Prove that a sequence is a Cauchy sequence.

Question

The question is this.

Let $(s_n)$ be a sequence such that $$\left|s_{n+1}-s_n\right| < 2^{-n}, \forall n \in\mathbb N$$ Prove that $(s_n)$ is a Cauchy sequence and hence convergent.

My proof is below.

Proof. Let $\epsilon > 0 $ and $N = \dfrac{\ln\left(\frac{1}{\epsilon}\right)}{\ln(2)}$. Then, $\forall n > N = \dfrac{\ln(\frac{1}{\epsilon})}{\ln(2)}$ implies $$n\ln(2) > \ln\left(\frac{1}{\epsilon}\right)$$ $$2^n > \frac{1}{\epsilon}$$ $$\epsilon > \frac{1}{2^n} > \left|s_{n+1}-s_n\right|$$Q.E.D.

Is this ok??

Answer 1

No. It does not work. You have to show that given $\epsilon>0$ then you can find $N$ big enough so that if $n,m\geq N$ then $|s_n-s_m|<\epsilon$. You showed that $s_n$ and $s_{n+1}$ have a difference of less than $\epsilon$ but you want to show that $s_n$ and $s_m$ have a difference of less than $\epsilon$, see the difference?

Try this.
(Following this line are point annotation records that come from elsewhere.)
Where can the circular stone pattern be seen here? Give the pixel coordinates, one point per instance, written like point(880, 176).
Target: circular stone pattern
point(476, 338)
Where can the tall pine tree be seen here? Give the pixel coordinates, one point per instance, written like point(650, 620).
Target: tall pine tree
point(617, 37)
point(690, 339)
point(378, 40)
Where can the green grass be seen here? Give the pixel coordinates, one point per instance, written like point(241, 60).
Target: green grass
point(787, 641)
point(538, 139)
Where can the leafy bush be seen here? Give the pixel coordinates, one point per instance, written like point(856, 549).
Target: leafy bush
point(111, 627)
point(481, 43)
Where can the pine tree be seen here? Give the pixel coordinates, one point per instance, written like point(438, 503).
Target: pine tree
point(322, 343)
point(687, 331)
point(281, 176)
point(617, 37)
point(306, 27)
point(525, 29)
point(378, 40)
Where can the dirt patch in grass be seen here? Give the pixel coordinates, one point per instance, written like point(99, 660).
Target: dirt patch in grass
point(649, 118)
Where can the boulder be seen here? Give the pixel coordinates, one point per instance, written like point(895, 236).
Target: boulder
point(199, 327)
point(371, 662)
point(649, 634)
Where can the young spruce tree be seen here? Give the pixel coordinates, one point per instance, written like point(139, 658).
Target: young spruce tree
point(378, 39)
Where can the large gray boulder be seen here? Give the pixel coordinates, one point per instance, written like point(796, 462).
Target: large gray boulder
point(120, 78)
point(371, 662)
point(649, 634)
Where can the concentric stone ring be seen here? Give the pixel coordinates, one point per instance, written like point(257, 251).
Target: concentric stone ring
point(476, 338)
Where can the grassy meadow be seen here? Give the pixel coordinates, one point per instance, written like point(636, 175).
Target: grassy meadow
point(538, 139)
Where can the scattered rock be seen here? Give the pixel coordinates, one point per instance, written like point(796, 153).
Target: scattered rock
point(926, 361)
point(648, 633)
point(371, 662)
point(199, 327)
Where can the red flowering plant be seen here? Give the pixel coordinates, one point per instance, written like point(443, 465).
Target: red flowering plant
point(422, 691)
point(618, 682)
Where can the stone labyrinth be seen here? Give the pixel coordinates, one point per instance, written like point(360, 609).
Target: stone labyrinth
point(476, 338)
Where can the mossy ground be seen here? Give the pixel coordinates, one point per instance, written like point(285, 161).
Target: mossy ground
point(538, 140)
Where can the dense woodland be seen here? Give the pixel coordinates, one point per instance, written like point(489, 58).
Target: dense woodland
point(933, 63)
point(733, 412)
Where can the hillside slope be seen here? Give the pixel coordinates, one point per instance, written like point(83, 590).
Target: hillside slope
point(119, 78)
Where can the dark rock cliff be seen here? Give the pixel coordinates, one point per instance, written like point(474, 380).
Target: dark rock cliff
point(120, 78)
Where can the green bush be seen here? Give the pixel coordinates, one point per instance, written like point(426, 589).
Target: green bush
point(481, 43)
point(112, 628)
Fix $\epsilon>0$. Choose $N$ big enough an integer so that $1/2^N<\epsilon$ (this is possible, why?). Then if $n,m> N$ (say wlog that $m\geq n$, then $$|s_n-s_m|=|s_n-s_{n+1}+s_{n+1}-...+s_{m+1}-s_{m}|$$Apply the triangle inequality, and try to go from here. Let me know if you get stuck.

Added:

So you can finish it like this: $$ |s_n-s_m|\leq |s_n-s_{n+1}|+...+|s_{m-1}-s_m|\leq 1/2^n+...+1/2^{m-1}$$$$=(1/2^n)(1+1/2+...+1/2^{m-n-1})<(1/2^n)(2)=1/2^{n-1} $$ Since $n>N$ then $n-1\geq N$ so $2^{n-1}\geq 2^N$ which implies that $1/2^{n-1}\leq 1/2^N<\epsilon$ just as we wanted.

Answer 2

The following result is useful

if $\sum_{n=1}^{\infty}|a_{n+1}-a_n|< \infty$, then ${a _n} $ is a Cauchy sequence.
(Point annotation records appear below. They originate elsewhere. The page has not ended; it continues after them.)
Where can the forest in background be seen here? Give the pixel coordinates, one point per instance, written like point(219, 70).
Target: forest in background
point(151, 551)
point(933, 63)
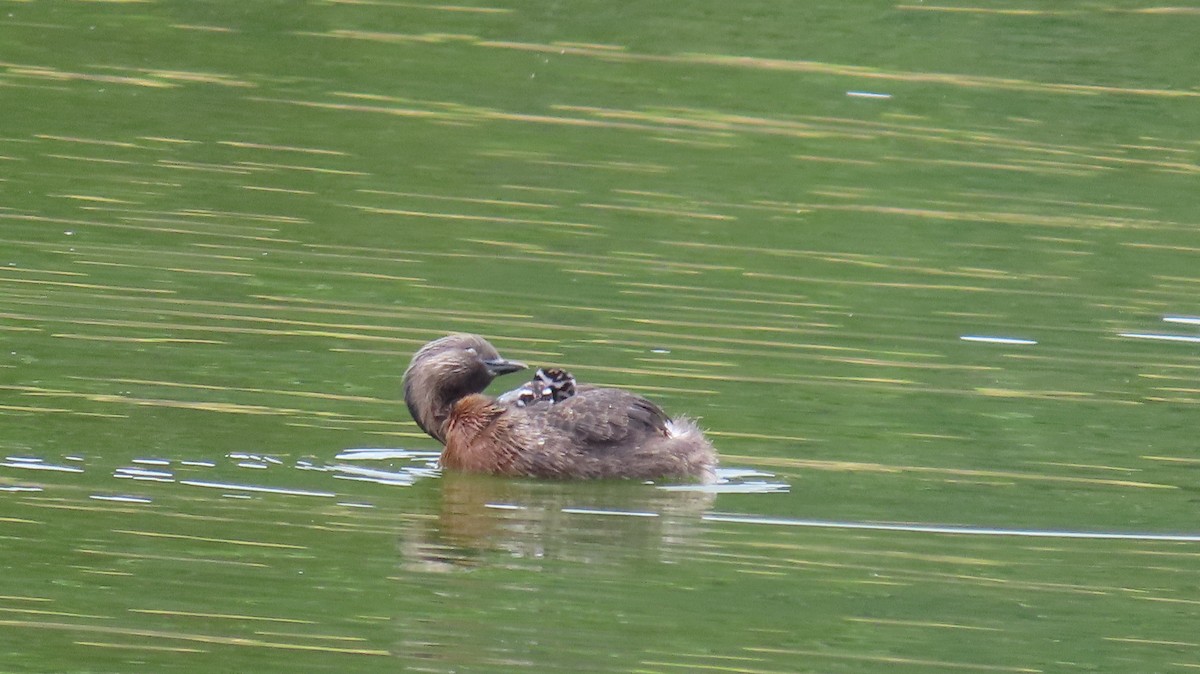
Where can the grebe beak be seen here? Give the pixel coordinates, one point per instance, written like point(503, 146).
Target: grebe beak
point(499, 366)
For a proof of this result, see here.

Answer 3

\begin{align} &\mbox{Let's}\quad m >n \\ \left\vert s_{m} - s_{n}\right\vert &= \left\vert \left(s_{m} - s_{m - 1}\right) + \left(s_{m - 1} - s_{m - 2}\right) + \cdots + \left(s_{n + 1} - s_{n}\right) \right\vert \leq \sum_{i = n}^{m - 1}\left\vert s_{i + 1} - s_{i}\right\vert < \sum_{i = n}^{m - 1}2^{-i} \\[3mm]&= {2^{-n}\left\lbrack 2^{-\left(m - n\right)} - 1\right\rbrack \over 1/2 - 1} = 2^{1 -n}\left\lbrack 1 - 2^{-\left(m - n\right)}\right\rbrack < 2^{1 - n} \end{align}

Given $\displaystyle{\epsilon > 0}$, just take any $\displaystyle{N > 1 - {\ln\left(\epsilon\right) \over \ln\left(2\right)}}$. Then, $\displaystyle{\quad m, n > N\quad\Longrightarrow\quad \left\vert s_{m} - s_{n}\right\vert < \epsilon}$.